La commissione senatoriale che in seguito riesaminò le responsabilità del comandante giunse a conclusioni diverse da quelle a cui era pervenuta la commissione d'inchiesta, ma il documento[2] che avrebbe sancito la riabilitazione formale del generale subì un arresto nel proprio iter per la ferma opposizione di Capello nei riguardi del Governo fascista, maturata dopo un'iniziale vicinanza politica. Il 4 novembre 1925 venne artatamente coinvolto nel fallito attentato contro Benito Mussolini organizzato dal deputato social-unitario Tito Zaniboni: nonostante l'assenza di prove, Capello venne condannato a trent'anni di carcere.
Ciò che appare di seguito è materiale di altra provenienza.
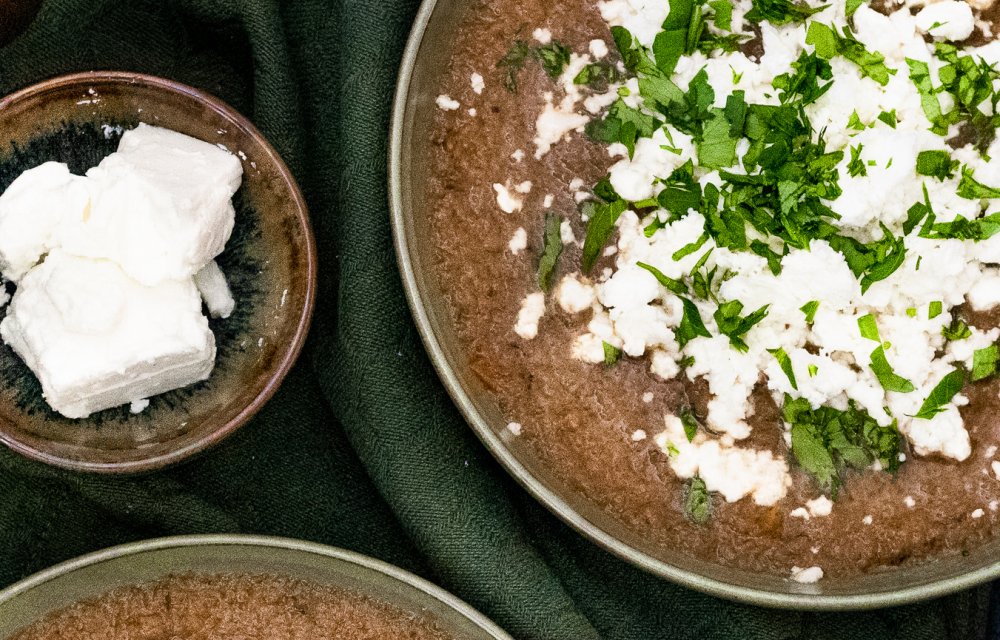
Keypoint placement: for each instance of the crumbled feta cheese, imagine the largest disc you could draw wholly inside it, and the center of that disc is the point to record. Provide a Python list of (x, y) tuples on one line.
[(575, 295), (807, 576), (506, 200), (821, 506), (447, 103), (734, 472), (478, 84), (532, 310), (542, 35), (519, 241), (946, 20)]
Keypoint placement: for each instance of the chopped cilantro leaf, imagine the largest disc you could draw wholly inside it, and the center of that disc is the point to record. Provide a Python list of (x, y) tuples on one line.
[(731, 324), (941, 395), (554, 58), (675, 286), (690, 248), (984, 362), (551, 248), (829, 43), (826, 440), (957, 330), (689, 421), (889, 380), (691, 325), (698, 501), (869, 328), (612, 354), (889, 117), (779, 12), (971, 189), (785, 363), (937, 164), (809, 309), (856, 167), (600, 226)]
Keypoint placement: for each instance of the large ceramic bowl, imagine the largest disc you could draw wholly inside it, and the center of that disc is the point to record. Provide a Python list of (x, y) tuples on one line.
[(143, 562), (426, 56), (270, 262)]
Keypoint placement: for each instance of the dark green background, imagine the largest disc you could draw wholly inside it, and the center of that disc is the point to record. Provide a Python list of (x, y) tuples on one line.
[(361, 448)]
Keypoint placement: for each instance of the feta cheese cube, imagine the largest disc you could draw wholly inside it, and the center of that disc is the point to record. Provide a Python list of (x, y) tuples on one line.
[(96, 338), (160, 206)]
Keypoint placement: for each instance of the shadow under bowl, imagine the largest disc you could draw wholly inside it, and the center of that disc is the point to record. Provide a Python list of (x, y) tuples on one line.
[(270, 263)]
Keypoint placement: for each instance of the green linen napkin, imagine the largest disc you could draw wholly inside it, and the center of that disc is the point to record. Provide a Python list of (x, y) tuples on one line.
[(361, 448)]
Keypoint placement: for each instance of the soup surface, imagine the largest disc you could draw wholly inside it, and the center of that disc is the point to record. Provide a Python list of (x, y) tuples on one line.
[(610, 423), (232, 607)]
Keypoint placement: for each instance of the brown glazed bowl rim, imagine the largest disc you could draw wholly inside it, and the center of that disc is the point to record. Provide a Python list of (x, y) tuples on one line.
[(802, 597), (291, 352), (377, 572)]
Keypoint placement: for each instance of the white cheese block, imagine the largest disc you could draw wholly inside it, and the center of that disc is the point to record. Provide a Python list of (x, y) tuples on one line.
[(31, 210), (211, 282), (96, 338), (160, 206)]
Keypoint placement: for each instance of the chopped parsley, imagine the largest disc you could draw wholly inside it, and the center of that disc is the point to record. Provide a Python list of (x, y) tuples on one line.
[(888, 378), (941, 394), (731, 324), (825, 441), (984, 362), (785, 363), (809, 309), (829, 43), (691, 325), (937, 164), (553, 57), (600, 226), (551, 249), (856, 167), (612, 354), (698, 501), (957, 330), (971, 189)]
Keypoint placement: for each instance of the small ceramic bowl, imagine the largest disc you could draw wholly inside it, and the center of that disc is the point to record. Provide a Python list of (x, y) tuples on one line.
[(138, 563), (270, 263)]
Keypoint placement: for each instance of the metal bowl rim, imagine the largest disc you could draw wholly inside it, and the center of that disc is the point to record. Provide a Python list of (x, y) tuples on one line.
[(260, 542)]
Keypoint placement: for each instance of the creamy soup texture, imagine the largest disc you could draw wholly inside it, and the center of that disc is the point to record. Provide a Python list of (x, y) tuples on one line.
[(731, 267)]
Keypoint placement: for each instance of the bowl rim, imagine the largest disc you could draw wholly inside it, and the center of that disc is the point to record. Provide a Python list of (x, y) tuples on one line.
[(293, 348), (373, 565), (418, 302)]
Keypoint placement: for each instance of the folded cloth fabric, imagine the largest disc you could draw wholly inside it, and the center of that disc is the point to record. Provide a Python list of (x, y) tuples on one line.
[(361, 448)]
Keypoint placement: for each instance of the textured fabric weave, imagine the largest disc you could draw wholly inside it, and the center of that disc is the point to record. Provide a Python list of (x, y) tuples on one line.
[(361, 448)]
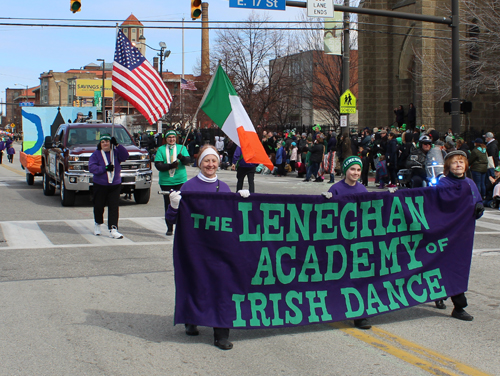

Dai contemporanei era ritenuto uno dei migliori tattici del Regio Esercito italiano[3]; ancora a distanza di cinquant'anni dagli eventi lo scrittore Mario Silvestri sostenne che «di tutti i nostri comandanti d'armata Capello fu di gran lunga il migliore, quello più animato di spirito di iniziativa e dotato di notevole perspicacia ed intuizione, come dimostrò anche a Caporetto»[4]. In possesso di notevole facilità di parola, il generale sapeva infondere fiducia nei propri uomini alla vigilia dell'assalto[5].

Biografia

Riepilogo
Prospettiva

Luigi Capello proveniva da una famiglia della piccola borghesia: suo padre Enrico era funzionario dei telegrafi, sua madre Enrica Volpi era casalinga. Le origini familiari non facevano presagire una carriera brillante, giacché le alte gerarchie del regio esercito provenivano di solito dall'ambiente sabaudo della nobiltà di spada. Malgrado non sentisse un particolare interesse verso la carriera militare, Capello fu costretto a fare questa scelta perché i suoi familiari desideravano dargli un avvenire sicuro, viste anche le cattive condizioni di salute del padre.[6]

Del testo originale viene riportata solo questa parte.